Believe Me

Really Real Trauma Post

Tonight I’m pissed.  I’m pissed because Facebook isn’t safe for me.  Facebook, where I can go to zone out and scroll mindlessly when my brain gets too loud, is making my brain even louder right now.

Facebook is not safe because the world is not safe.

But I spend most of my life trying to convince myself that the world is safe.  I spent most of my life trying to forget all of the reasons that my world has never been safe.

And right now Facebook is doing exactly what needs to be done.  It’s being a space where everyone can speak their story and share their truth and do what they need to do but I’m pissed because while everyone is doing that I’ve spent the last week saying:

I’m fine, this isn’t going to bother me, I’ve dealt with my demons long ago.
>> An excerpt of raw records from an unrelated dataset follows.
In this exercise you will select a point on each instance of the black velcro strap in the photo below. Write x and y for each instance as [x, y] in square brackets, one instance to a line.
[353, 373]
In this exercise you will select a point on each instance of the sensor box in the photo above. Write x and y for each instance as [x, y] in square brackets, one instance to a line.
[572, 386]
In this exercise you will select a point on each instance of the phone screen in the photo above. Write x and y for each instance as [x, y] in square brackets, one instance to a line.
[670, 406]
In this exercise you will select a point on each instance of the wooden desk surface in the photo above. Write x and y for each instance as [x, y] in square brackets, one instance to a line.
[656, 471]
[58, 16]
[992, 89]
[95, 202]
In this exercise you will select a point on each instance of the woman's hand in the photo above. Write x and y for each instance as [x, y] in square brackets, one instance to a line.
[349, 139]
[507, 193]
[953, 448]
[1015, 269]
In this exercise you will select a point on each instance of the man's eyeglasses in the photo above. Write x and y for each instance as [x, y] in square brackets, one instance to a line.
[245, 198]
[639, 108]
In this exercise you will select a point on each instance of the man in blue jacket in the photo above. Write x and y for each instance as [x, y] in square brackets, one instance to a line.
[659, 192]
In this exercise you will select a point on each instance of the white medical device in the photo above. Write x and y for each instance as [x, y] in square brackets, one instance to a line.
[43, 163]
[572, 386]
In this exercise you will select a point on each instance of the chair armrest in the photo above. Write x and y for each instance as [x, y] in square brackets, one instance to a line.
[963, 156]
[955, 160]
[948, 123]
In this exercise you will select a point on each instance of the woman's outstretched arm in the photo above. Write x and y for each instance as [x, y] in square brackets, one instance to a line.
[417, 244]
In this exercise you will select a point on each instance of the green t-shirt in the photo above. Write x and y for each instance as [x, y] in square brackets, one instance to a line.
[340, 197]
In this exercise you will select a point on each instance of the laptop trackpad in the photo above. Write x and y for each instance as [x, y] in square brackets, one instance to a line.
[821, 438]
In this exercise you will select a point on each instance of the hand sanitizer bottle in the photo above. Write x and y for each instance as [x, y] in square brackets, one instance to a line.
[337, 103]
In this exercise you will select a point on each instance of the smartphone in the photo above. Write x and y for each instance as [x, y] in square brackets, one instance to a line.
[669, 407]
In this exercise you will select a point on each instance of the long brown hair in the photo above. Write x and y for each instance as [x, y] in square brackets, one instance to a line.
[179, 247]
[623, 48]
I spent all day today saying:

I’m fine, this isn’t going to bother me, I’ve dealt with my demons long ago.

And tonight it finally hit me that I’m not fine.

And I want to speak my story and share my truth and for once I CANT FUCKING DO IT and because I can’t get it out it’s eating me alive tonight.

This is my place to process, I put fingers to keys and spill my thoughts onto the screen and afterwards I have some clarity as I connect with everyone.  I know that so many people have a story that’s just like mine and I’m watching so many of my friends get so much loving support tonight.

But I can’t speak my story, I can’t share my truth.

And I’m not fine, and this is definitely bothering me, those demons are still here haunting me.

Remember those of us that are silenced and hurting by all of this, and we need to remember to find ways to take care of ourselves.

We need to find ways to stay safe in a very unsafe world.